Андреас Лаг еще раз окинул взглядом приборы. Все было в порядке – он вышел в заданное время. Нащупав в кармане документы, деньги, проверив медальон личного передатчика-видеомагнитофона, он повернулся к равнодушно поблескивающему глазу телекамеры капсулы. Ощущая легкую грусть, Андреас покинул удобное безопасное кресло. Эллипс капсулы беззвучно растворился и исчез. Лаг глубоко втянул в себя горячий, густой
от запаха трав воздух и решительно зашагал в степь.
Шел первый час дня второго августа 1920 года.
Контратака не удалась, хотя сначала пехота белых дрогнула и попятилась к станице, но тут из-за неприметной балки вырвались два броневика и фланговым огнем скосили почти треть эскадрона, а из станицы рысью вымахнула сотня белоказаков. Поредевший эскадрон отошел к наспех вырытым окопам под прикрытие своих пулеметов, и благо, у белых сейчас не чувствовалось особого рвения продолжать бой. Наверняка, они ждали подхода основных сил.
– Куда разведка твоя смотрела, мать вашу! – злой до бешенства Быховец, вчера принявший командование полком, тыкал кулаком под нос командиру разведчиков Чалому. Тот, опустив голову, что-то виновато объяснял, но Быховец его не слушал: – Расстреляю, как контру! Сколько людей положили! Пшел с глаз моих! – Быховец обернулся к бойцам. – Готовьтесь, товарищи, уходим. Шепелев, обеспечь прикрытие.
Заскрипев зубами, Быховец сел в штабную бричку и обхватил голову в тяжком раздумье. Нет уже ни командира, ни комиссара, да, собственно, нет и штаба полка, почти весь командный состав полег в жестоких боях последних дней. Сейчас он один за всех. И отвечает за каждого бойца перед революцией. Не удирать, сломя голову, иначе совсем добьют, а пятиться, время от времени давая белякам по зубам. Но и огрызаться уже силенок нет. И связи нет с остальными частями. Судя по всему, корпус сильно потрепан и расчленен. Крепко барон насел на сей раз. Броневики, танки, аэропланы… И не смотря ни на какие потери, его отборное офицерье вырывается на оперативный простор. Быховец не знал, что Красный конный корпус Жлобы, куда входил его полк, был уже почти полностью уничтожен, и только кое-какие отдельные части, отступая, оказывали упорное сопротивление противнику. А сейчас Быховец чувствует, как беляки все сильнее сжимают его с флангов и теснят к Днепру, где хотят прижать к реке и положить на переправе… Выход один – надо отрываться и быстрее уходить за Днепр, но вот оторваться-то как раз и не удается.

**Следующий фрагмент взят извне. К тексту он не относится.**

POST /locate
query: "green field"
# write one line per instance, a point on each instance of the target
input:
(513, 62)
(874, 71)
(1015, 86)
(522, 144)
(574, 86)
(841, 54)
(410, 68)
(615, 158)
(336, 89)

– Ты кто таков? – угрюмый взгляд смертельно уставшего Быховца остановился на стоящем перед ним худощавом молодом человеке, которого задержали два красноармейца.

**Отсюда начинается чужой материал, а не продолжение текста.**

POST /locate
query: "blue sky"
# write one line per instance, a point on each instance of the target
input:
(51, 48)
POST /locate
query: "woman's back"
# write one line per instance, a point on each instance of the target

– Студент Киевского университета Андрей Лагинский. Ехал к родителям своим в Ростов, а тут эта заваруха, – с легкой извиняющей улыбкой объяснил юноша.
– Документы, – потребовал Быховец и придирчиво прочитал бумаги Лагинского.
– Студент, значит, – остро глянул он на Андрея. – Ясно. А то смотрю – прямо господских кровей ты, парень. Породу – ее видно.
– Отец у меня известный врач, – понимающе кивнул Лагинский. – И я по стопам его пошел – прослушал три курса на медицинском. Работал в больнице – заразился тифом, еле выкарабкался. Вот и решил немного отойти на родительских харчах.
– Понесло тебя. Нашел времечко, – с осуждением сказал Быховец, возвращая документы.
– Да откуда знать-то было, что Врангель попрет. И что будет завтра. Время идет крутое.
– Крутое? – это слово понравилось Быховцу. – Хорошо сказал. Слушай, студент, – оживился он, – пойдешь к нам доктором? Да ты не бойсь, ненадолго. Доберемся до наших, и езжай в Ростов. Куда ты сейчас, а если к белякам попадешь? Шлепнут как шпиона, у них разговор короткий. Понимаешь, фельдшера нашего убило, хороший был мужик, знающий. Осталось несколько санитаров, да они что – перевязывать только могут. А у меня тяжелораненые. Паек тебе крепкий выдам. Ну как?